E não estará errado. Há algo de propaganda nesse filme. Mas, ao mesmo tempo, ele tem contradições que a distância de mais de 70 anos que nos separam de seu lançamento acentua.
O enredo, ambientado em Nova York, conta a história do jornalista Harry Smith ( Vsevolod Aksyonov), enviado a Moscou por seus patrões, donos de uma cadeia de grandes jornais, interessados em fomentar a guerra fria com um material “novo” contra a URSS. A missão de Smith é escrever um livro que mostre aos americanos que a União Soviética é ruim, uma ditadura sanguinária, onde as pessoas vivem muito mal.
Para tanto, os patrões pagam a Smith uma quantia razoável de dinheiro, que permite a ele se casar, dar à esposa uma casa e viver o sonho de classe média. Porém, uma crise de consciência impede o jornalista de ir em frente e ele acaba escrevendo um livro que desagrada totalmente os donos dos jornais.
Como consequência, ele perde cada um dos símbolos de status recém-alcançado, incluindo a esposa. Porém, acaba então se tornando um ativista político dentro dos Estados Unidos. Adaptação da peça teatral do escritor soviético Konstantin Simonov.
O enredo já seria interessante se tivesse sido feito em Hollywood, mas torna-se ainda mais se considerarmos que ele foi todo gravado na União Soviética, com atores soviéticos e em língua russa. Essa representação de americanos por soviéticos já vale o filme.
No entanto, há mais. O enredo desenrola-se mais por diálogos do que pela ação em si, com a crise de consciência do jornalista em primeiro plano. Também é uma representação do poder das empresas de comunicação dos Estados Unidos para criar inimigos em nome de sua “democracia”. Exatamente como percebemos hoje com a questão da guerra na Ucrânia.
Outro ponto a ressaltar é a representação dos americanos na visão russa. Ao contrário do que podemos pensar, o filme não os retrata de maneira estereotipada. Ao contrário, os personagens apresentam várias facetas e ambiguidades, oscilando entre as questões morais apresentadas, sem que o filme caia na fácil polarização entre mocinhos e bandidos.

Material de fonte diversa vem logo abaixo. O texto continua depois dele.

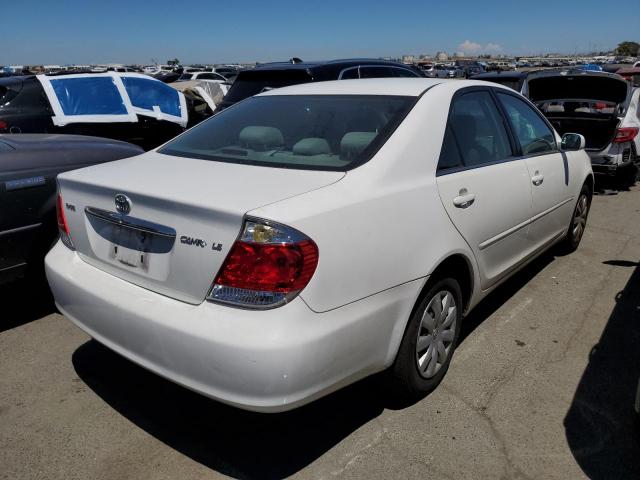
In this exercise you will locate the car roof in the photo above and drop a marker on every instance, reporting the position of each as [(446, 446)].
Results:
[(411, 87), (493, 75), (313, 65)]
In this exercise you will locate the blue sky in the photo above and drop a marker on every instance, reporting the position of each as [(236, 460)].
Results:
[(48, 32)]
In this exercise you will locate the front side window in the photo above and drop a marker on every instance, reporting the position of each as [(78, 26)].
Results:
[(319, 132), (479, 130), (533, 133)]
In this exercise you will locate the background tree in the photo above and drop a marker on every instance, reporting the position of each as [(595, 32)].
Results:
[(628, 49)]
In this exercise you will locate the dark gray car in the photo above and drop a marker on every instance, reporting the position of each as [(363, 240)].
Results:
[(29, 164)]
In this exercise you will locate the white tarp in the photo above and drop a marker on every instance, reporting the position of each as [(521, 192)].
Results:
[(111, 97), (210, 91)]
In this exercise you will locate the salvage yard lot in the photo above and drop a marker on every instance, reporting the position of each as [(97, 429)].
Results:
[(542, 386)]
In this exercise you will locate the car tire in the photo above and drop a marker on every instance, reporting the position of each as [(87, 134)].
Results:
[(429, 341), (578, 222)]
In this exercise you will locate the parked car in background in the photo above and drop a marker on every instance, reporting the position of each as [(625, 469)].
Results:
[(428, 70), (29, 165), (202, 76), (514, 80), (631, 75), (281, 74), (124, 106), (276, 252), (470, 68), (599, 106)]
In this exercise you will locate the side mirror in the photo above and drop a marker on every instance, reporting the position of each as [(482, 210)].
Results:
[(572, 141)]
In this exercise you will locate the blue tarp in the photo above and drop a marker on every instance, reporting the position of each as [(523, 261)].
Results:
[(89, 96)]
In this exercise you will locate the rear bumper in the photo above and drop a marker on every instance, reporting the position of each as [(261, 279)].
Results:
[(271, 360)]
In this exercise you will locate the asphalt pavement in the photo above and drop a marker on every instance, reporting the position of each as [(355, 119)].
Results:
[(541, 386)]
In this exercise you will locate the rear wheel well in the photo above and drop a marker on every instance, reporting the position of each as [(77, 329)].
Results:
[(457, 267)]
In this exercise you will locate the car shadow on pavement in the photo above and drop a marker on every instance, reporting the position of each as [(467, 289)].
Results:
[(244, 444), (23, 301), (601, 425), (234, 442)]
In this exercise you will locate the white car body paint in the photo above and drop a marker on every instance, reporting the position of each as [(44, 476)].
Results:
[(381, 229)]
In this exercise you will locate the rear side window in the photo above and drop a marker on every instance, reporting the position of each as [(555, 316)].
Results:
[(318, 132), (250, 83), (478, 129), (89, 96), (375, 72), (533, 133), (403, 72), (449, 155)]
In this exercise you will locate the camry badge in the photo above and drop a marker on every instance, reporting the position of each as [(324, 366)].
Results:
[(123, 204)]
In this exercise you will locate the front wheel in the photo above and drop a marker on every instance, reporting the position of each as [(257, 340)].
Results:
[(429, 340)]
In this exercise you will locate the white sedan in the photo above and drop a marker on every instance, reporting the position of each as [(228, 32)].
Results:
[(316, 234)]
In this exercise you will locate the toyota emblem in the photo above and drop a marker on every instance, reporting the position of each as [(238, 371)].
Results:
[(123, 204)]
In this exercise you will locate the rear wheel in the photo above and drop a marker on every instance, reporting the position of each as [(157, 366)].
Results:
[(429, 340), (578, 222)]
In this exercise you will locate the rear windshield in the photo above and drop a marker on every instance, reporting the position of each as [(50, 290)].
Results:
[(317, 132), (249, 84)]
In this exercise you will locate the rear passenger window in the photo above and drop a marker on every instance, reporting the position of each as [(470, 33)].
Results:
[(533, 133), (479, 130), (449, 155), (375, 72), (404, 72), (350, 74)]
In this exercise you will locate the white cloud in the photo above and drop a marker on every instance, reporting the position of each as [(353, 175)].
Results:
[(475, 48), (470, 47)]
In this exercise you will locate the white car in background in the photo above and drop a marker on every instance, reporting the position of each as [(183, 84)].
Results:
[(313, 235)]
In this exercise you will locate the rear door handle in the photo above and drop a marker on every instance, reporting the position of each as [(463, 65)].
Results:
[(537, 179), (464, 200)]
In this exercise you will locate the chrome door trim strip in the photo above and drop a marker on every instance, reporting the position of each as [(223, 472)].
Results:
[(520, 226), (20, 229)]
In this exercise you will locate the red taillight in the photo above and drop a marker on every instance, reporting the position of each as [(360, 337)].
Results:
[(63, 226), (625, 134), (266, 267), (269, 268)]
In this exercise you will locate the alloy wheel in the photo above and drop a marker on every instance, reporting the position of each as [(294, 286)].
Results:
[(436, 333)]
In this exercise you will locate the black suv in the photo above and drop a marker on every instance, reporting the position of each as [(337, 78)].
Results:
[(268, 76)]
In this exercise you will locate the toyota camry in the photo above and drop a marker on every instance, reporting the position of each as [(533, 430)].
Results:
[(313, 235)]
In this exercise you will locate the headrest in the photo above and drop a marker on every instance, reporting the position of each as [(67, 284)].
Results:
[(353, 143), (261, 138), (311, 146)]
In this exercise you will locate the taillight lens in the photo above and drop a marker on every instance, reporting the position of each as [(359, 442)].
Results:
[(625, 134), (267, 266), (63, 226)]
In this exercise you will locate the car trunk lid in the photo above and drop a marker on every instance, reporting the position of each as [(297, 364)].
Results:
[(184, 215), (578, 86)]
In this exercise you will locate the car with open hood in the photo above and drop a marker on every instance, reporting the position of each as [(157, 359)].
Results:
[(29, 164), (600, 106), (313, 235)]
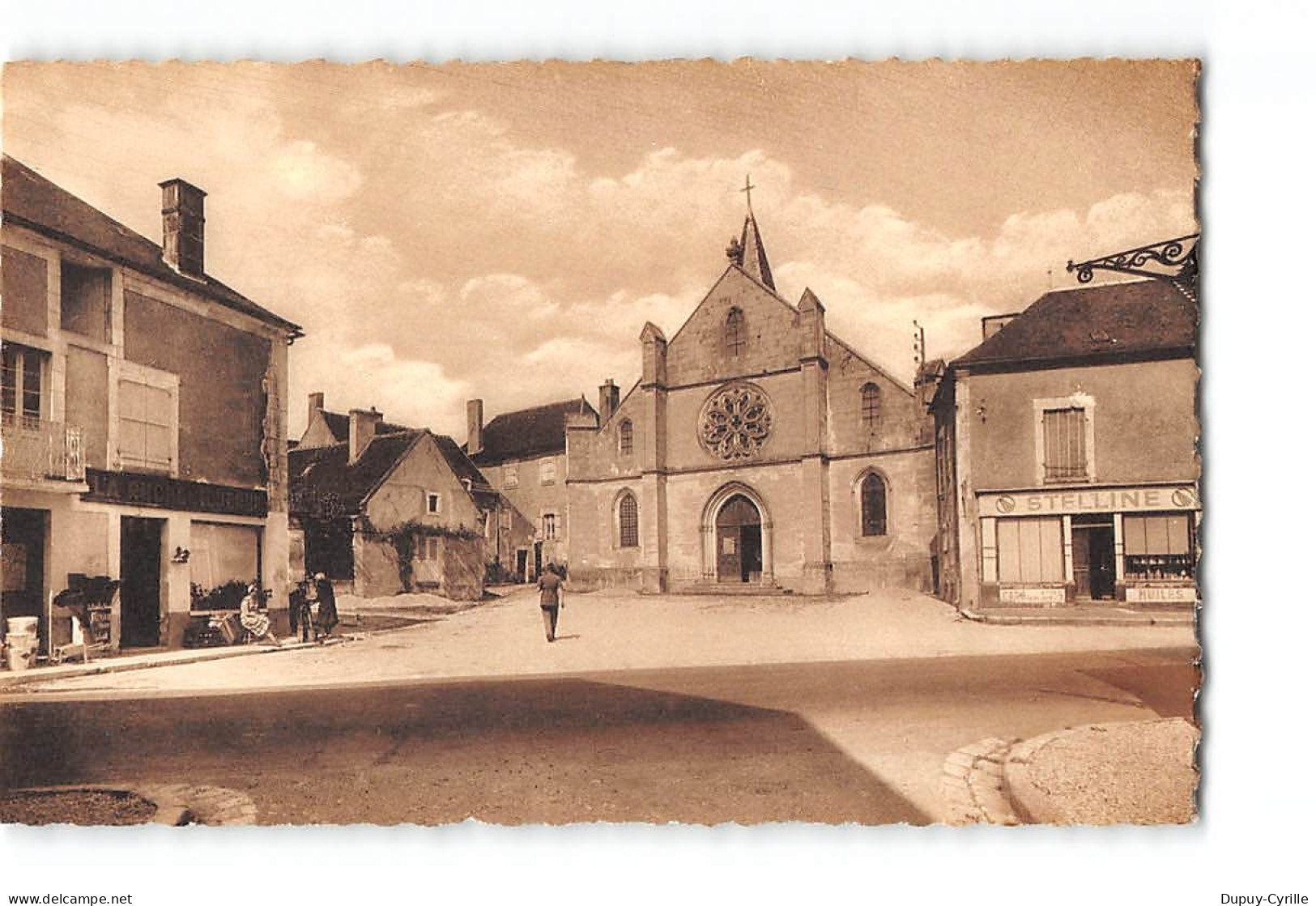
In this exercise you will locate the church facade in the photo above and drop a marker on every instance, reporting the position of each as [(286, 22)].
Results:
[(756, 450)]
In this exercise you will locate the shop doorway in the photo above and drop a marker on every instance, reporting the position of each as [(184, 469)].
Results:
[(740, 542), (140, 571), (24, 563), (1094, 560)]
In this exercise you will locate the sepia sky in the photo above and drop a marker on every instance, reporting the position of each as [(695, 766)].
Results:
[(505, 231)]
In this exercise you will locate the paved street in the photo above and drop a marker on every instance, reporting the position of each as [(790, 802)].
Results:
[(858, 739)]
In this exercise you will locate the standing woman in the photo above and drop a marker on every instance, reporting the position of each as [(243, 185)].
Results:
[(253, 621), (328, 615)]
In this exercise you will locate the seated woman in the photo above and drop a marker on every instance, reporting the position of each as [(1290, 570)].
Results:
[(253, 619)]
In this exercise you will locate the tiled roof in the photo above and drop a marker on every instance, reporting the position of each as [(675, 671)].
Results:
[(1139, 317), (33, 202), (320, 475), (339, 425), (526, 433), (461, 465)]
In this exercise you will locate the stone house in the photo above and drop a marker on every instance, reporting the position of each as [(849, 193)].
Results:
[(351, 499), (143, 419), (757, 449), (1067, 453), (524, 455)]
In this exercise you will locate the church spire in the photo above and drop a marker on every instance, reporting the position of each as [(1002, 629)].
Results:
[(749, 252)]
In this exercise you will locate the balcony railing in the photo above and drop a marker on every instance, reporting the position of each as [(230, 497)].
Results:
[(37, 450)]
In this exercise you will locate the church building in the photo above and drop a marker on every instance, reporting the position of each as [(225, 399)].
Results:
[(757, 450)]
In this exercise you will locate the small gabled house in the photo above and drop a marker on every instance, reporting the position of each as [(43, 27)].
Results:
[(326, 427), (385, 513), (1067, 453), (524, 455)]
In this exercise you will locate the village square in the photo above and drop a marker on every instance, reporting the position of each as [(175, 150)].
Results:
[(785, 573)]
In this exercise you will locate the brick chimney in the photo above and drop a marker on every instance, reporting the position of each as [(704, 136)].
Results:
[(610, 396), (654, 359), (361, 430), (474, 427), (183, 208), (315, 402)]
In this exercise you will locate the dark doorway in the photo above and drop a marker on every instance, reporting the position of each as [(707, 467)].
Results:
[(1094, 562), (740, 542), (140, 571), (24, 567)]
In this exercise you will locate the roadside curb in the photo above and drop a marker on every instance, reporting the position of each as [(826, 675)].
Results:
[(109, 666), (212, 806), (974, 785), (168, 810), (989, 619)]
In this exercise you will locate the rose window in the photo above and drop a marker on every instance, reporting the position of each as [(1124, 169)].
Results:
[(736, 423)]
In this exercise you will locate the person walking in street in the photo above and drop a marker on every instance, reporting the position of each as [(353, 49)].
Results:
[(328, 615), (551, 600), (299, 610), (254, 621)]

O objetivo foi mostrar que a União Soviética era um país moderno, com indústrias, trabalho e pessoas comuns que fazem coisas cotidianas em uma sociedade dinâmica. Não o pesadelo comunista que era e é pintado na mídia hegemônica dos Estados Unidos até hoje. Obviamente, isso não impede que as contradições fiquem esquecidas.
Como ferramenta de propaganda, ele não faz a defesa do socialismo como se poderia imaginar (uma contradição evidente). Porém, focado na audiência russa daquele momento, opõe o modo de vida soviético às práticas capitalistas que submetem seus cidadãos a chantagens para conseguir uma vida com algum conforto. A questão de classes é evidente.
De concreto, podemos dizer que o filme – após tantos anos – ainda parece muito atual porque os materiais históricos daquele momento de 1947 ainda são os mesmos que vivenciamos atualmente. O que nos une a este passado é a questão imperialista americana e como ela ainda usa dos mesmos artifícios para se manter.
O filme também revela como o cineasta Mikhail Romm, que foi professor de Andrei Tarkovisky e contemporâneo de Sergei Eisenstein, conseguiu trabalhar com questões complexas, mesmo sob o regime stalinista.
Vale assistir. Questão Russa está disponível no CPC-UMES.